ITEM 15 CONTROLS AND PROCEDURES
Evaluation of Disclosure Controls and Procedures
We maintain disclosure controls and procedures designed to provide reasonable assurance that information required to be disclosed in reports
filed under the Exchange Act is recorded, processed, summarized and reported within the specified time periods and accumulated and communicated to our management, including our chief executive officer
and chief financial officer, as appropriate, to allow timely decisions regarding required disclosure.
Our
management, under the supervision and with the participation of our principal executive officer and our principal financial officer, evaluated the effectiveness of our disclosure
controls and procedures, as defined in Rules 13a-15(e) or 15d-15(e) promulgated under the Exchange Act, at March 31, 2018. Based on that evaluation, our principal executive
officer and principal financial officer have concluded that our disclosure controls and procedures are effective in ensuring that information required to be disclosed in the reports that we file or
submit under the Exchange Act is recorded, processed, summarized and reported, within the time periods specified in the SEC's rules and forms, and that information required to be disclosed in the
reports that we file or submit under the Exchange Act is accumulated and communicated to our management, including our chief executive officer and chief financial officer, to allow timely decisions
regarding required disclosure.
Management's Annual Report on Internal Control over Financial Reporting
Our management is responsible for establishing and maintaining adequate internal control over financial reporting as defined in
Rules 13a-15(f) and 15d-15(f) under the Exchange Act.

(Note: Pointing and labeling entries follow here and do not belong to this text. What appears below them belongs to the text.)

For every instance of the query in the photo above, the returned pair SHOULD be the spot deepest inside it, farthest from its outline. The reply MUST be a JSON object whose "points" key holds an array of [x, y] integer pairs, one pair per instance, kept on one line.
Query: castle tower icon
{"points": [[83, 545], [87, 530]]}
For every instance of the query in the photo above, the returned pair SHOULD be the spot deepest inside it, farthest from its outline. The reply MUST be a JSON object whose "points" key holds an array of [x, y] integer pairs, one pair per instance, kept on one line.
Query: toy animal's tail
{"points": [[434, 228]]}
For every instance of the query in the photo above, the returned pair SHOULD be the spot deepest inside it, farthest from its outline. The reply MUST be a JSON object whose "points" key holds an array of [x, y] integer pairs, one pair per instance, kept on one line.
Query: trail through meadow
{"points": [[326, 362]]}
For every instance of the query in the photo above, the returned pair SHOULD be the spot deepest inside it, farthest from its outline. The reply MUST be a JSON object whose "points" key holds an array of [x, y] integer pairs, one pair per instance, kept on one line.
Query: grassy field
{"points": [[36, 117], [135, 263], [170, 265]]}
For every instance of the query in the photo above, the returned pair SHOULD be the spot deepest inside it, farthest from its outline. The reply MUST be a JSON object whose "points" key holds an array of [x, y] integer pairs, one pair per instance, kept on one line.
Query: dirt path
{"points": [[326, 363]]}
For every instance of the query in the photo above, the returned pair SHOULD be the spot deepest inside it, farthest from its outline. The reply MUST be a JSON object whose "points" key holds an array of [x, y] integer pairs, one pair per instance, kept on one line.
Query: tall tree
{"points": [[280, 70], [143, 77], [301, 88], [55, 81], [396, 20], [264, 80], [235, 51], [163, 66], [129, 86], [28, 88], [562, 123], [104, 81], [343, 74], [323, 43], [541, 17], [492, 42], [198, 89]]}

As required by Rule 13a-15(c) of the Exchange Act, our management conducted an evaluation of our company's internal control
over financial reporting as of March 31, 2018 based on the framework in Internal Control Integrated Framework (2013) issued by the Committee of
Sponsoring Organizations of the Treadway Commission. Based on this evaluation, our management concluded that our internal control over financial reporting was effective as of
March 31, 2018.
Because
of its inherent limitations, internal control over financial reporting may not prevent or detect misstatements. Also, projections of any evaluation of effectiveness of our
internal control over financial reporting to future periods are subject to the risks that controls may become inadequate because of changes in conditions, or that the degree of compliance with the
policies or procedures may deteriorate.
Our
independent registered public accounting firm, PricewaterhouseCoopers, has audited the effectiveness of our internal control over financial reporting as of March 31, 2018, as
stated in its report, which appears on page F-2 of this annual report.
Changes in Internal Control over Financial Reporting
There were no changes in our internal controls over financial reporting that occurred during the period covered by this annual report on
Form 20-F that have materially affected, or are reasonably likely to materially affect, our internal control over financial reporting.